- Church: Episcopal Church
- Diocese: West Missouri
- Elected: October 22, 1988
- In office: 1989-1999
- Predecessor: Arthur A. Vogel
- Successor: Barry Robert Howe
- Other posts: Assistant Bishop of Texas (2004-2006) Assistant Bishop of Southern Virginia (2006-2009) Provisional Bishop of Quincy (2009-2013) Assisting Bishop of Chicago (2013-2014)
- Previous post: Coadjutor Bishop of West Missouri (1989)

Orders
- Ordination: 1969 (deacon) January 1, 1970 (priest) by Gray Temple
- Consecration: February 25, 1989 by Edmond L. Browning

Personal details
- Born: May 6, 1933 Joanna, South Carolina, United States
- Died: April 20, 2020 (aged 86) Charleston, South Carolina, United States
- Denomination: Anglican
- Parents: Dock Jones Buchanan & Ella Virginia Clark
- Spouse: Peggy Annelle Brown ​(m. 1964)​
- Children: 2

= John Buchanan (bishop) =

American bishop (1933–2020)

John Clark Buchanan (May 6, 1933 – April 15, 2020) was an American bishop. He was the sixth bishop of the Episcopal Diocese of West Missouri.

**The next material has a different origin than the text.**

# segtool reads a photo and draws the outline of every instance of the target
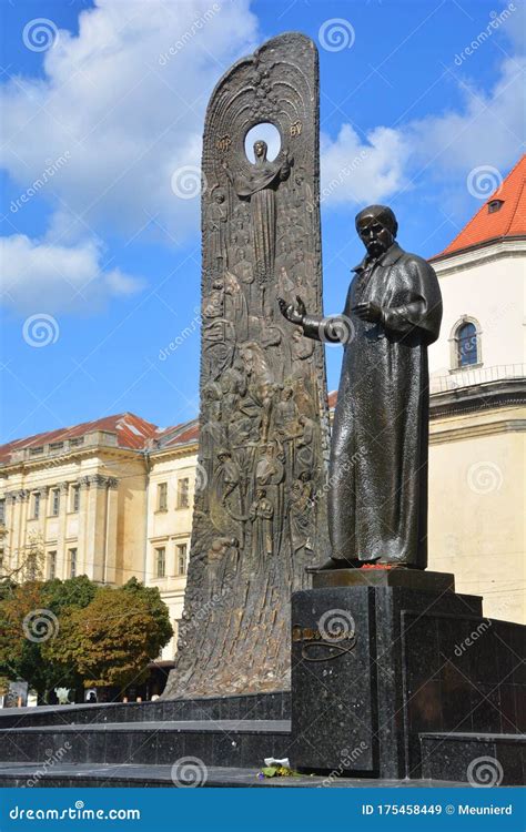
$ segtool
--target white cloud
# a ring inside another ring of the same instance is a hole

==Early life and education==
Buchanan was born on May 6, 1933, in Joanna, South Carolina to Dock Jones Buchanan and Ella Virginia Clark. He served in the U.S. Air Force between 1951 and 1955 before attending the University of South Carolina from where he graduated with a Bachelor of Arts in 1958 and a Juris Doctor in 1961. He then practiced law and worked in the insurance industry until 1966 when he enrolled at the General Theological Seminary to study for the priesthood. He graduated with a Master of Divinity in 1969. He also completed a Doctor of Ministry at the McCormick Theological Seminary in Chicago in 1975. He was also awarded an honorary Doctor of Divinity by the
General Theological Seminary in 1990.

==Ordained ministry==
Buchanan was ordained deacon in 1969 and priest on January 1, 1970, by the Bishop of South Carolina Gray Temple. He served as vicar of St Barnabas' Church in Dillon, South Carolina between 1969 and 1971, before becoming rector of St Matthew's Church in Darlington, South Carolina. In 1975 he then became rector of St Andrew's Church in Mount Pleasant, South Carolina, where he remained until 1989.

==Episcopacy==
During a special convention of the Diocese of West Missouri on October 22, 1988, Buchanan was elected Coadjutor Bishop of West Missouri. He was consecrated on February 25, 1989, in Grace and Holy Trinity Cathedral and succeeded as diocesan bishop on July 1, 1989. He resigned on December 31, 1999, and then returned to his native state of South Carolina where he served at St Michael's Church in Charleston, South Carolina. After a while he became Bishop-in-Residence of the Diocese of Texas. In 2006 he was appointed Assistant Bishop of Southern Virginia while in 2009, Buchanan became the provisional bishop of the Episcopal Diocese of Quincy after a majority of the diocese left for the Anglican Church in North America. He maintained this role until Quincy was merged into the Episcopal Diocese of Chicago. He then served a year as an assisting bishop in Chicago before retiring. He died on April 15, 2020, at his home in Charleston, South Carolina. He married Peggy Annelle Brown in 1964 and together had two daughters.